McBurger hires you as a consultant to advise on its best strategy. You estimate monthly demand for its burgers to be:

Qd = 26,000 - 10,000P + 4,000Pc -.8Y +0.5A

where the independent variables are respectively: P, price of McBurger’s burgers, PC, price of competitors' burgers, Y, per capita income, and A, McBurger’s advertising budget.You observe that competitors have, on average, priced their burgers at $3.50, while McBurger charges $2.50.Per capita income level in the store's geographic market is $15,000.McBurger's advertising expenditure is $20,000 per month.McBurger currently sells 13,000 burgers/month.

1. How much revenue does McBurger currently earn based on the information above? [2]

2. Is McBurger maximizing its revenues under current conditions? [Grading here is based solely on your calculations.] [2]

3. Based on the data given, McBurger should _______________ its advertising expenditure. [2]

Possible answers:

a) raise

b) lower

c) not change

d) we cannot say

4. What advice can you offer McBurger, based on the above information? [4]

Explanation / Answer

Monthly demand for burgers is Qd = 26,000 – 10,000P + 4,000Pc – 0.8Y + 0.5A

We are given that Pc = $3.50, P = $2.50 and Y = $15,000. Also, A = $20,000 per month. Current level of quantity demanded and sold Qd = 13,000 burgers/month.

1. Revenue earned = Price x quantity = $2.50 x 13,000 = $32,500

2. For revenue maximization, we find the implicit demand function which is

Qd = 26,000 – 10,000P + 4,000Pc – 0.8Y + 0.5A

Qd = 26,000 – 10,000P + 4,000*3.50 – 0.8*15000 + 0.5*20000

Qd = 38,000 – 10,000P

P = 38,000/10,000 – Q/10,000

P = 3.8 – 0.0001Q

Revenue function = PQ = 3.8Q – 0.0001Q2

Marginal revenue is the derivative of total revenue so MR = 3.8 – 0.0002Q. Now when revenue is maximized, MR is 0. So we have 3.8 – 0.0002Q = 0 which gives Q = 19000 units. This implies that the firm is not selling the revenue maximizing quantity because its sales are only 13,000 per month. Hence it is not maximizing its revenue.

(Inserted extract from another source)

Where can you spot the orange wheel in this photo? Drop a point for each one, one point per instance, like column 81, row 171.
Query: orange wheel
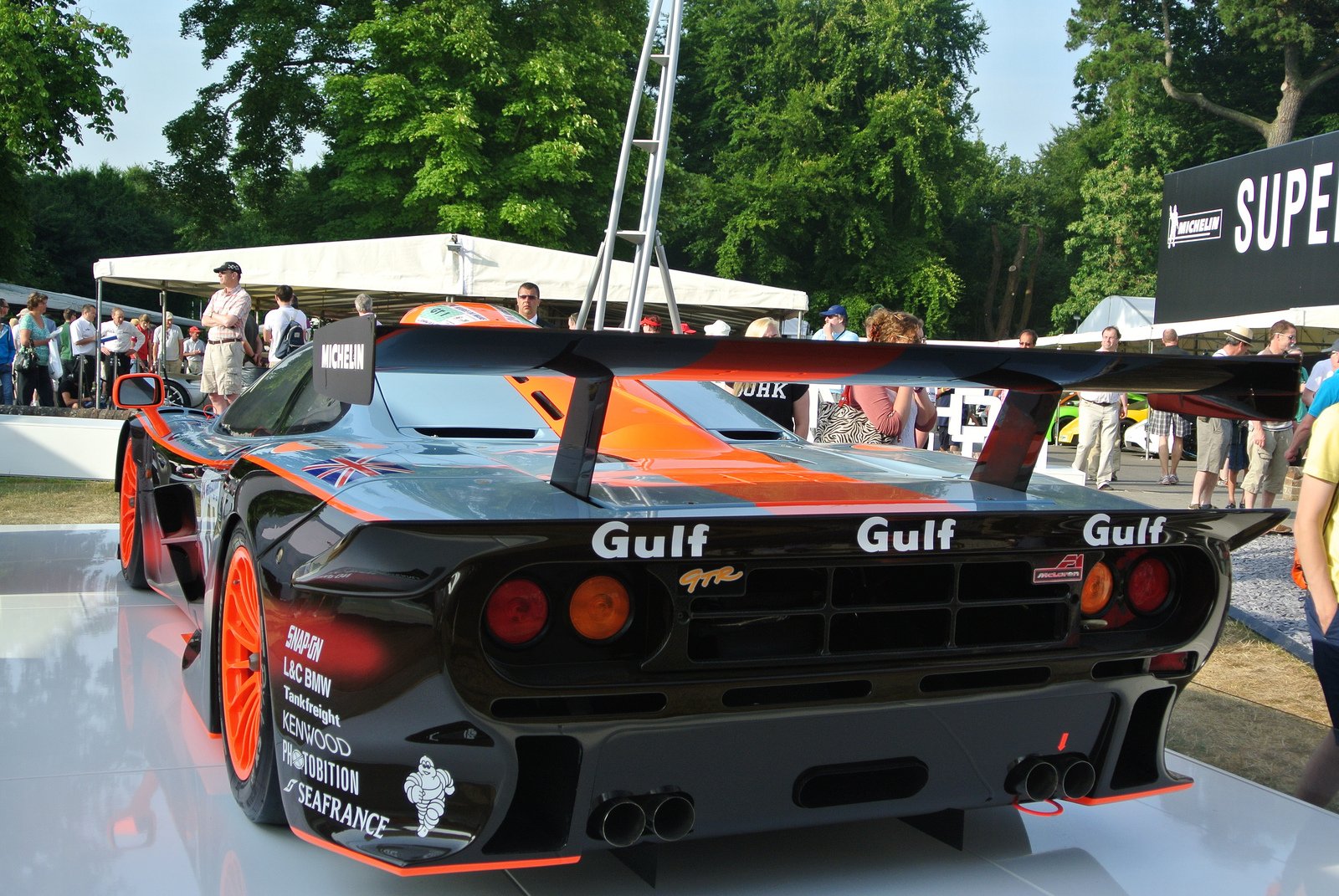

3. It can increase its advertising expenditure so that it can sell more. Select raise.

4. We find that from the demand function, slope is -10000 and so elasticity of demand = slope x price / demand = -10000*2.5/13000 = -1.92. Since demand is elastic, the firm should reduce its price so that it can raise its revenue.